- Born: 25 November 1977 (age 48)
- Education: The Polytechnic, Ibadan; Modul University Vienna; the Howard University School of Business; Oxford University.;
- Occupations: Energy consultant (oil and gas and renewable Energy), Fintech, Communications . politician
- Spouse: Olubukola Funmilayo Olajide-Adediran
- Parent(s): Alhaji Adediran and Late Mrs.Ruth Oluwafunmilayo

= Abdul-Azeez Olajide Adediran =

Nigerian politician and journalist

Abdul-Azeez Olajide Adediran popularly known as Jandor, is a Nigerian politician, journalist, entrepreneur, and technocrat. He is the chairman of Datanet Project Services Ltd, The Flora Consult, Core Media Group and Halomax international Nigeria Ltd and founder, Lagosforlagos movement Lagos State. In 2023 general election, he was the Lagos state gubernatorial candidate under the People's Democratic Party with his running mate, Funke Akindele. He received the 2021 Honorary Doctorate in Leadership and Governance by South American University.

== Early life and education ==
Jandor was born to Alhaji Adediran and Ruth Oluwafunmilayo Adeniran on 25 November 1977 in Mushin Area of Lagos State.
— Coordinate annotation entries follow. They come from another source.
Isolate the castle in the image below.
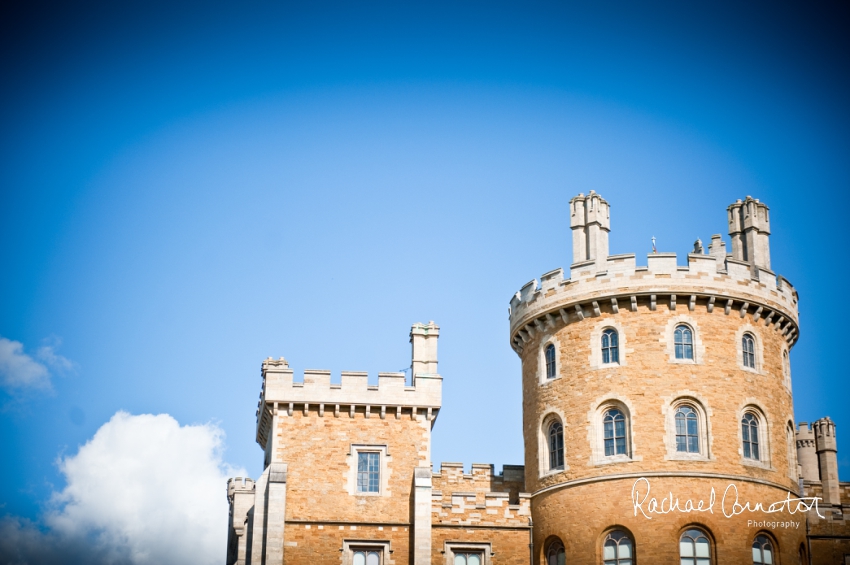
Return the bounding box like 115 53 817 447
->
227 191 850 565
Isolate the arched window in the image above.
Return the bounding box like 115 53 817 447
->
673 324 694 360
676 405 699 453
602 408 628 457
741 412 760 461
546 343 555 379
548 420 564 471
679 530 711 565
741 334 756 369
602 328 620 363
602 530 634 565
753 536 773 565
546 541 566 565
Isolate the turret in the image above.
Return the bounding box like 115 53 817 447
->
726 196 770 271
796 422 820 481
570 190 611 271
410 321 440 378
814 416 841 504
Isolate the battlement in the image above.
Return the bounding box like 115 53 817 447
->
509 194 799 352
257 322 443 446
431 463 531 526
794 422 815 447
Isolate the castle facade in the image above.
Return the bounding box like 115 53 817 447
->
227 191 850 565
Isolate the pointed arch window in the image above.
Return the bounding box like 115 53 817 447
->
602 328 620 364
602 408 628 457
676 405 699 453
602 530 634 565
546 541 566 565
545 343 556 379
668 324 694 360
741 412 760 461
741 334 756 369
547 420 564 471
679 530 711 565
753 536 773 565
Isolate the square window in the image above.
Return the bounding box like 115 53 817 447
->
357 451 381 492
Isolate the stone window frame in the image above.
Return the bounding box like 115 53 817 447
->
340 539 394 565
537 334 561 385
440 541 495 565
735 322 764 375
345 443 392 496
662 391 708 461
780 345 791 391
588 394 642 466
537 408 570 478
597 524 637 563
588 318 631 370
660 314 705 365
541 536 567 565
676 522 717 565
785 418 799 482
750 530 779 563
735 398 773 469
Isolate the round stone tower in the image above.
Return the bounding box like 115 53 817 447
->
510 191 806 565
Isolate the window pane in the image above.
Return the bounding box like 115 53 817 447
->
615 418 626 437
688 436 699 453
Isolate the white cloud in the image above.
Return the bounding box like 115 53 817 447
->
0 337 74 393
0 412 246 565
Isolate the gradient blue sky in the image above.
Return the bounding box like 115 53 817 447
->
0 2 850 524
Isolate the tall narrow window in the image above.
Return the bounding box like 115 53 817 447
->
602 328 620 363
357 451 381 492
602 531 634 565
676 406 699 453
753 536 773 565
741 412 759 461
679 530 711 565
673 325 694 359
602 408 627 457
602 328 620 363
546 343 555 379
741 334 756 369
546 541 566 565
548 420 564 471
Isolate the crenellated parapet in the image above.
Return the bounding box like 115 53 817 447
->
431 463 531 527
509 194 799 352
256 322 443 449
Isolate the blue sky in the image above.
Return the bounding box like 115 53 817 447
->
0 2 850 560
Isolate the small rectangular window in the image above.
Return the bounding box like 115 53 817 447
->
357 451 381 492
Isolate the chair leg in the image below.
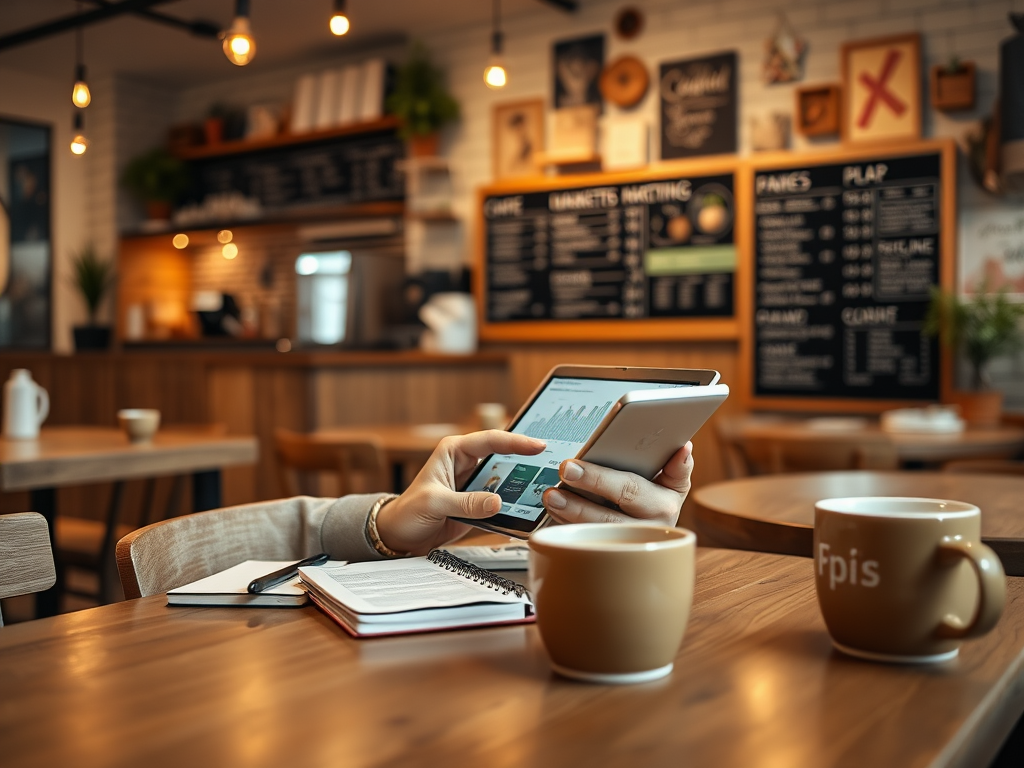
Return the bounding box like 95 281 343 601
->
99 480 124 605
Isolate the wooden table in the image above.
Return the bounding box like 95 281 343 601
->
687 472 1024 575
310 424 475 494
738 417 1024 465
0 550 1024 768
0 427 259 615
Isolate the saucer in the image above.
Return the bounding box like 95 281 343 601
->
551 663 672 685
833 640 959 664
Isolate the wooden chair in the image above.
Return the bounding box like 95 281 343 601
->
117 499 321 600
273 429 391 496
0 512 57 627
53 423 227 605
942 459 1024 475
740 434 899 474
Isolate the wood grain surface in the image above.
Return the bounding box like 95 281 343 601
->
0 427 259 490
689 472 1024 575
0 550 1024 768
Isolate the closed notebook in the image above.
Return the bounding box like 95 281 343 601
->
299 550 534 637
167 560 344 607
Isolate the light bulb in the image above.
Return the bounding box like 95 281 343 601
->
483 58 508 89
223 16 256 67
71 80 92 110
331 13 351 37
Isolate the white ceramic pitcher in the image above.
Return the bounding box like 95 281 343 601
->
3 368 50 440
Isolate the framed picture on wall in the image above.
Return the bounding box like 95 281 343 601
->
492 98 544 179
840 33 922 143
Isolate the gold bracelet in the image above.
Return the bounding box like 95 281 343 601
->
367 494 401 557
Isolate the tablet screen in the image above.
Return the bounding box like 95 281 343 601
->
465 376 693 530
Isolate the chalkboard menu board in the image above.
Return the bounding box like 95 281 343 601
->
481 170 736 339
746 145 954 406
191 130 406 213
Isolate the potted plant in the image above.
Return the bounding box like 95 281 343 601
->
121 148 188 221
72 244 114 351
925 286 1024 426
387 43 459 157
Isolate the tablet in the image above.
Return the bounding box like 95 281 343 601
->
457 366 728 538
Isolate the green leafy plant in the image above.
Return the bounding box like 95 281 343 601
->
72 244 114 326
925 286 1024 390
121 148 188 205
387 43 459 139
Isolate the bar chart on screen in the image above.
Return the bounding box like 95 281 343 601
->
524 400 611 442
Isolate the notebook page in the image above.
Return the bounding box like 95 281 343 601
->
300 557 529 613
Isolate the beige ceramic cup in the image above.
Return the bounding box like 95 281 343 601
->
118 408 160 442
814 497 1006 664
529 523 696 683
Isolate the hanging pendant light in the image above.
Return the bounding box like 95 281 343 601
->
331 0 352 37
221 0 256 67
483 0 508 89
71 112 89 155
71 7 92 110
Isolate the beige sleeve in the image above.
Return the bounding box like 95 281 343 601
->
317 494 395 562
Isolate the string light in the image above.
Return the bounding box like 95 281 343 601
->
483 0 508 89
71 6 92 107
331 0 352 37
221 0 256 67
71 112 89 155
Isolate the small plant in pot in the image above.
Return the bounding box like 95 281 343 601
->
72 245 114 351
387 43 459 157
121 148 188 221
925 286 1024 426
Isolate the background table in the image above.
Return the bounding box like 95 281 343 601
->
687 472 1024 575
0 550 1024 768
737 416 1024 464
0 427 259 615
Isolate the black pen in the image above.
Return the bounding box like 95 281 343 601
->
249 552 328 595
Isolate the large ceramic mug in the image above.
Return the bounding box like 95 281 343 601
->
814 497 1006 663
529 523 696 683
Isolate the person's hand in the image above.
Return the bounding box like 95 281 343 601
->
544 442 693 525
377 429 545 554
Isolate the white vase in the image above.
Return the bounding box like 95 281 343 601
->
3 368 50 440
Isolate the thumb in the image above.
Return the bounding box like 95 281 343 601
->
445 490 502 519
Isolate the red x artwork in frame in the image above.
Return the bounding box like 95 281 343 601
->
840 33 923 143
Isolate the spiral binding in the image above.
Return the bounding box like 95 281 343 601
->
427 549 526 597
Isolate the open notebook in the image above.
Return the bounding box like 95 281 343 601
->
299 550 534 637
167 560 345 607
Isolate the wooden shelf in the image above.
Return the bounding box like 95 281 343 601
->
174 115 399 160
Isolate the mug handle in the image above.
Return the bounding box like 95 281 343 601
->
36 384 50 424
935 537 1007 639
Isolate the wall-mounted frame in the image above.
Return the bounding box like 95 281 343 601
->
474 158 750 342
490 98 545 181
840 33 923 144
738 140 956 413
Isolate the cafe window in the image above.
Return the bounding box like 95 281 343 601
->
0 118 53 349
295 251 352 344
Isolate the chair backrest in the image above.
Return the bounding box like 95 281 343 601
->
0 512 57 627
741 434 899 474
273 429 390 496
117 497 323 600
942 459 1024 475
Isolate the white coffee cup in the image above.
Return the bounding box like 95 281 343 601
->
3 368 50 440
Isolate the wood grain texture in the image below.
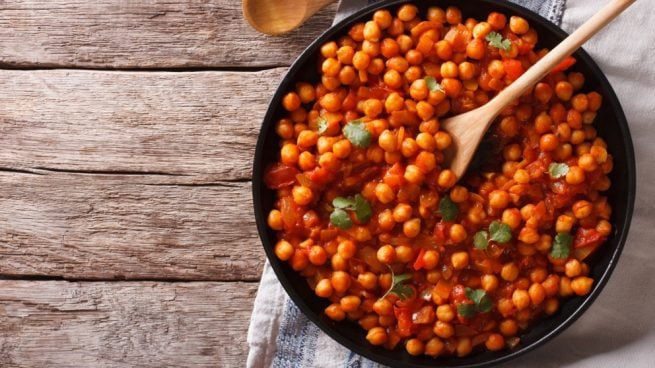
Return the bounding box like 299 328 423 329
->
0 281 257 368
0 0 336 69
0 68 286 182
0 170 264 280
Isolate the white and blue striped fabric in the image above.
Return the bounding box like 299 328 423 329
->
247 0 566 368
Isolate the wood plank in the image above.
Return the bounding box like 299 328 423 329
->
0 0 336 69
0 280 257 368
0 68 286 181
0 172 264 280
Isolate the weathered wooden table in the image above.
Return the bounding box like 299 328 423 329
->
0 0 336 367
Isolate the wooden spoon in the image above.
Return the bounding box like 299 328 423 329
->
242 0 335 36
441 0 635 179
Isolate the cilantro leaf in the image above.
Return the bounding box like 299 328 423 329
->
332 197 355 209
330 208 353 229
439 195 459 221
423 75 443 92
550 233 573 259
457 287 494 318
316 116 328 134
380 267 414 299
485 32 512 51
355 194 373 223
489 221 512 244
457 303 478 318
343 120 372 148
548 162 569 179
473 230 489 249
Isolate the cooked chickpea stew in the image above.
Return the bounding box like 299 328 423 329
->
264 4 612 357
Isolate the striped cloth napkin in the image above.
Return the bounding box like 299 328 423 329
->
247 0 655 368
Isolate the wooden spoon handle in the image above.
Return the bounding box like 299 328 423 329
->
489 0 636 113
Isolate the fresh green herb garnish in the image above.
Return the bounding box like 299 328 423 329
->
332 197 355 209
355 194 373 223
548 162 569 179
485 32 512 51
457 288 494 318
343 120 372 148
330 194 373 229
473 221 512 249
380 268 414 299
316 116 328 134
473 230 489 250
423 75 443 92
489 221 512 244
330 208 353 229
439 195 459 221
550 233 573 259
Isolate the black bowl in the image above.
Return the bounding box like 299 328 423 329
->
253 0 636 367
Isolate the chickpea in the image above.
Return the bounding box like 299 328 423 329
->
307 245 328 266
555 215 575 233
357 272 378 290
528 282 546 305
280 143 300 166
403 218 421 238
437 304 455 322
366 327 388 345
376 208 396 231
555 81 573 101
450 252 469 270
571 276 594 296
432 320 455 339
275 240 295 261
314 279 333 298
373 9 393 29
405 338 425 356
539 133 559 152
397 4 418 22
448 224 468 244
339 295 362 313
330 271 351 294
512 289 530 310
544 298 559 316
291 185 314 206
409 79 430 100
564 258 582 278
267 209 284 230
425 337 445 358
377 244 396 264
500 262 519 281
373 299 393 316
423 249 440 271
393 203 413 223
437 169 457 189
375 183 396 204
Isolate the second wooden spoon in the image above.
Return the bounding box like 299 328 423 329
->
441 0 635 179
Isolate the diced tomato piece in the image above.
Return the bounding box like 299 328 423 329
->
264 163 300 189
550 56 577 74
503 59 525 80
305 167 333 185
573 228 607 248
414 248 425 271
393 307 416 337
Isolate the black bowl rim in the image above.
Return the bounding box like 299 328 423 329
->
252 0 636 368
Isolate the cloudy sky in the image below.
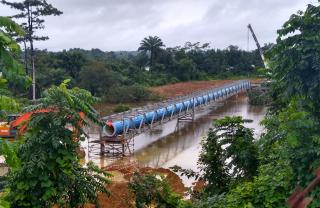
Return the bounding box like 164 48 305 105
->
0 0 317 51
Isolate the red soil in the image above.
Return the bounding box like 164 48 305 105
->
150 79 262 98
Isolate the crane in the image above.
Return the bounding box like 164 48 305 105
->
248 24 268 68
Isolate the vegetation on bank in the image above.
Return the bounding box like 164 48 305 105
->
0 0 320 208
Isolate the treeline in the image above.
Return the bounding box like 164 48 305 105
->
31 41 262 102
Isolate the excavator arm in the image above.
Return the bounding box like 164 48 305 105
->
248 24 268 68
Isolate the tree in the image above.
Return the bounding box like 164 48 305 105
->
79 61 121 96
128 172 187 208
1 0 62 100
267 4 320 118
7 82 109 208
138 36 165 67
171 116 258 195
0 17 30 116
57 51 86 79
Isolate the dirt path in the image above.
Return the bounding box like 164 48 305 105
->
150 79 261 98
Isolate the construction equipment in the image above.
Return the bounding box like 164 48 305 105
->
248 24 268 69
0 109 85 139
0 109 52 139
0 114 20 138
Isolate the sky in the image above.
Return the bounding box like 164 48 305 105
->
0 0 317 51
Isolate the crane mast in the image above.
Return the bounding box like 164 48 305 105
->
248 24 267 68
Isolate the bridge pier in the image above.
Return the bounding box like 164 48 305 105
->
90 81 250 156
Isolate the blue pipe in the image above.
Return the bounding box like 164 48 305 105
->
103 81 250 137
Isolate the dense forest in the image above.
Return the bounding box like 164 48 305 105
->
29 41 262 102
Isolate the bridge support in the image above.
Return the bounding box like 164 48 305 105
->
92 82 250 156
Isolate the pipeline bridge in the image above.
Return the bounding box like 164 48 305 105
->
88 80 251 157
Jandor is a graduate of The Polytechnic Ibadan; Modul University, Vienna; the Howard University School of Business, Washington DC, USA; and Oxford University, Oxford, United Kingdom.

== Career ==
Jandor started his journalism career as a journalist for over twenty years. He eventually ventured into politics as a member of APC. He was the convener of the movement of Lagos4Lagos, a movement under the APC. He eventually defected to PDP and he is currently their gubernatorial candidate of the 2023 Lagos gubernatorial election.

== Personal life ==
He is married to Olubukola Funmilayo Olajide-Adediran. His two children: Fareedah Oluwamayokun Amoke and Fadhilulah Oluwamurewa Adedayo Akanniade Olajide-Adediran.